Nell’insieme, tale accordo di Governo appare dunque il massimo che potesse strappare la Spd in base ai rapporti di forza esistenti, e quindi andrebbe accettato dagli elettori di tale partito, anche perché l’alternativa sarebbe un accordo al ribasso con le posizioni certamente più arrendevoli dei Gruenen (arrendevoli anche perché hanno minor forza elettorale e parlamentare rispetto all’Spd), un governo di minoranza che finirebbe per essere un Governo monocolore merkelliano supportato dalla destra dell’Spd, e libero di agire senza vincoli programmatici, e senza ministri socialdemocratici presenti nel Consiglio dei Ministri in grado di dare un impulso diverso alle politiche dell’esecutivo, o di controllarle dall’interno, oppure elezioni anticipate che per l’Spd andrebbero quasi sicuramente male. Magari la Linke prenderebbe qualche decimale in più, ma gli elettori attribuirebbero la responsabilità del fallimento ai socialdemocratici che hanno rifiutato un accordo più che onorevole, non certo alla Merkel, che potrebbe quindi uscirne addirittura ulteriormente rafforzata.
Quello che invece
preoccupa maggiormente è il tema delle coperture finanziarie: l'accordo prevede
di non aumentare le tasse, e di non ricorrere al debito pubblico a partire dal
2015. A rigor di logica, quindi, occorrerebbe tagliare la spesa pubblica
corrente, ma, come emerge dai dati della Rgs, essa è fra le più basse d'Europa,
rispetto al PIL, superando di poco il 45% del PIL nel 2011, a fronte del 49,1%
medio dell'Europa a 27, ed anche la spesa di parte corrente è bassa (38,8% del
PIL, a fronte, ad esempio, del 47% italiano). C'è quindi pochissimo margine di
manovra, se, come traspare dall'accordo, si vuole incrementare la spesa
pubblica in conto capitale. Quindi, o si
confida in una crescita economica più sostenuta rispetto alle previsioni, come
potrebbe essere proprio in virtù del programma sostanzialmente espansivo sul
quale la Cdu e la Spd si sono messe d'accordo, oppure una certa quota di
aumento delle tasse sarà inevitabile, a dispetto delle previsioni merkelliane,
ed anche in questo caso la presenza della Spd nel Governo sarà indispensabile
per evitare ulteriori tagli indiscriminati ad una spesa corrente già bassa (che
inevitabilmente significherebbero, ad esempio, una riduzione del numero di
funzionari pubblici in modo brutale e repentino).
[1] Questa
è per la verità una rivendicazione della Cdu
[2] Perché, utilizzando i dati trimestrali su importazioni (variabile denominata import) e domanda interna tedesche (variabile denominata domint) con dati di fonte Eurostat, su una serie storica di 89 osservazioni, per t che va dal primo trimestre 1991 al terzo trimestre 2013, la relazione è IMPORTt = 1,180618 IMPORT (t -1) – 0,228231 IMPORT (t – 2) + 0,107755 DOMINTt + Et, con un indice di R-squared pari a 0,995, che esprime un fitting quasi perfetto fra equazione stimata ed andamenti reali delle variabili.

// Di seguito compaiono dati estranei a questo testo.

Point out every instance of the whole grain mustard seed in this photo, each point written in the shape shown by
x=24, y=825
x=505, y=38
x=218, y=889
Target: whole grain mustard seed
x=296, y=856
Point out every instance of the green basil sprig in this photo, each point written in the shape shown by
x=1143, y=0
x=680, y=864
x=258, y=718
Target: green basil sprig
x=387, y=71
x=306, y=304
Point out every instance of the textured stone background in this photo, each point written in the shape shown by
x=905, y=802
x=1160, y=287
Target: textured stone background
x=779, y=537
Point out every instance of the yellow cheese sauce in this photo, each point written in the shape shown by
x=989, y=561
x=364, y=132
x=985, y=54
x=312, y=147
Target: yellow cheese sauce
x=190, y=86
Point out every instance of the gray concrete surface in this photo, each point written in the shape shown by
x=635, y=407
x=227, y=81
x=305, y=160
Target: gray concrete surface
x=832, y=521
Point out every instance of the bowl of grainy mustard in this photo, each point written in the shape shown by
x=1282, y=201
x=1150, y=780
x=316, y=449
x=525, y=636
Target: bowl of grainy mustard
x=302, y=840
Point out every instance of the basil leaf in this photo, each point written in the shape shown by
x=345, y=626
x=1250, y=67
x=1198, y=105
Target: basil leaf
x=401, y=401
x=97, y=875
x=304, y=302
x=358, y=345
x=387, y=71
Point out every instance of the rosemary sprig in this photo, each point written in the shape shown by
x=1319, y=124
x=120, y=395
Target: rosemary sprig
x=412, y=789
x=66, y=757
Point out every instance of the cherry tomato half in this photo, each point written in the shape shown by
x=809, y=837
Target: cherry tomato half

[2] Perché, utilizzando i dati trimestrali su importazioni (variabile denominata import) e domanda interna tedesche (variabile denominata domint) con dati di fonte Eurostat, su una serie storica di 89 osservazioni, per t che va dal primo trimestre 1991 al terzo trimestre 2013, la relazione è IMPORTt = 1,180618 IMPORT (t -1) – 0,228231 IMPORT (t – 2) + 0,107755 DOMINTt + Et, con un indice di R-squared pari a 0,995, che esprime un fitting quasi perfetto fra equazione stimata ed andamenti reali delle variabili.
[3] Va
infatti rilevato che tale meccanismo inizierà ad entrare in vigore solo nel
2015, e sarà a regime solo nel 2018; riguarderà solo banche la cui crisi non
può essere risolta dall’intervento di acquirenti privati che le rilevino o da
investitori privati che le ricapitalizzino, o da piani di risanamento
presentati dalle banche stesse, e per le quali è stato attestato, dall’apposito
Comitato, un potenziale effetto sistemico sull’intero sistema finanziario
europeo. In quel caso, e solo in quale caso, possono essere convertiti in
capitale sociale anche i depositi, oltre che capitale proprio dei soci,
obbligazioni ed altri debiti, ma i depositi che potrebbero essere convertiti
sono solo quelli che superino i 100.000 euro. E’ inoltre previsto l’intervento
dei fondi nazionali di garanzia sui depositi, per salvare i clienti
medio-piccoli. Infine, è previsto un Fondo Europeo Comune, costituito
dall’apporto delle banche, che agisca in qualità di prestatore e garante di
ultima istanza, qualora il suddetto meccanismo di bail-in non sia sufficiente.
Il contratto di coalizione stipulato fra la Merkel e la Spd non aggrava quindi
in niente le previsioni normative già in discussione, e d’altra parte tali
previsioni si verificheranno solo in casi estremi, e non certo nell’immediato.